In Africa, marriage is not such a big deal. Of course, your viewpoint on this will alter, as it does on everything else, with the color of your skin. If you're white, you may be on your second or third marriage; if you're black, you may well find that even one marriage is not possible. Wars and the mines in South Africa have long since stripped the land of its menfolk and marriage of any practicality.
William Duggan's novel, "Lovers of the African Night," has a way of confounding such things: His book is almost all about marriage. The hero, Boko, comes back from the war--not in Angola or Zimbabwe--we're back in World War II, with strangely modern feelings of Angst about marriage. The home he returns to--a place Duggan rather quaintly calls Kalahariland--is full of women literally starving for men. They bring out their pots and try to cook up husbands. Boko then pursues his aim to become chief of the BaNare tribe, and we move on to a second tribe of women, the Atas. These women, more than just starving for men, have never been able to acquire a single husband among the lot of them. Nor do they produce anything but daughters.
The book takes up the story, told with daunting simplicity, of one of the Ata women who determines to overturn the promiscuous history of her tribe, by marrying. Her aim in life, like her mother's before her, is, "to love only one man, forever." Yet she allows herself to be impregnated by the first man who comes along. He abandons her the following morning. Ata takes up her saucepan (having learned to cook with an English madame, whose marriage is in trouble) and sets off to Johannesburg to pursue her lover. She finds and marries him. The marriage fizzles out.

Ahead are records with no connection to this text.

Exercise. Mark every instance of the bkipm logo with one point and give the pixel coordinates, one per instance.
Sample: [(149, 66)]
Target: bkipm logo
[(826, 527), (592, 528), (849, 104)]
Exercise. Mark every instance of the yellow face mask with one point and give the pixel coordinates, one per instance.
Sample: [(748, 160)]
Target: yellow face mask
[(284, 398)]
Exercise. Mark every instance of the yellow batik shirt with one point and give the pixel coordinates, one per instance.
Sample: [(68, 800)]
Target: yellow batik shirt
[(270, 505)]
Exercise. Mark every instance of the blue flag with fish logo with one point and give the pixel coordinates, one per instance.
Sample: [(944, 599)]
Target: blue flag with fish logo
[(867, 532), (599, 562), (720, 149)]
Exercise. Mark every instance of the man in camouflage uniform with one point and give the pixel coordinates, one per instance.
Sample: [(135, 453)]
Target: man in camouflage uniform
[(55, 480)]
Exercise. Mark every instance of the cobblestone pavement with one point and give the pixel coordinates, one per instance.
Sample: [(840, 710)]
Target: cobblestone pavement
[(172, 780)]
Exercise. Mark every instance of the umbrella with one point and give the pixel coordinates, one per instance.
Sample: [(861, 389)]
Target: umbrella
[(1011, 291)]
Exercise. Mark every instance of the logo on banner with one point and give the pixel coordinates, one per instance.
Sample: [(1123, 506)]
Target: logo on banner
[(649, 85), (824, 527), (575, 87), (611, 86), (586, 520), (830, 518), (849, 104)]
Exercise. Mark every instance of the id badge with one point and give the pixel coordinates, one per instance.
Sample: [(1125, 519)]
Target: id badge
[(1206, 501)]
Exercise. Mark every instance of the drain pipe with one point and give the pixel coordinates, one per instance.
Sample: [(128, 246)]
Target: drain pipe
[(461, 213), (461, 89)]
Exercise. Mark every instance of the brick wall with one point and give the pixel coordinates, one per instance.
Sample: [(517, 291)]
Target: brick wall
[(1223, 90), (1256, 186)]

So much for the story. Johannesburg is described in equally simplistic terms: "It was a place of danger, of injustice, of opportunity, mystery and gold." Duggan takes up none of these themes, however. He places his book in South Africa just long enough to avail himself of one of the major events in South African history--in a place he, not so quaintly, calls, Sharpetown.
Much later in "Lovers of the African Night" Ata's son, the first Ata male, also stumbles into South Africa. He, too, stays just long enough to figure in another major event in South African political life--the revolt of the children.
Duggan, in his second novel set in Africa, is trying to deal with some of the real changes that have happened in a remote part of Africa called Botswana. He lacks the art that a Dinesen would employ to illuminate her world and, most oddly, he ignores the most obvious and fascinating character at his disposal--Africa. There is no sense of the continent in this novel; Duggan's descriptive powers never venture beyond compound, clearing, field and village. The characters he does give us are linear, and the intelligence is so thin that even the scent of the plot grows weak. It's exasperating that such ingredients could end up in such watery stew.
Yet, Duggan, unlike many a colonial before him (he's an agricultural consultant) has written a book without condescension. He attempts to enter and describe a purely African world, which is, in itself, unusual enough. He doesn't shove his Africans into a back room and pull them out when servants are needed, and he does make their world credible.
I think what one misses in this novel is range: "Lovers of the African Night" conveys nothing of the uniqueness of Africa nor do we get any new insights into the nature of human beings. It reads rather like romantic fiction, and this, perhaps, is what it is. An inappropriate genre for a continent as mighty as Africa.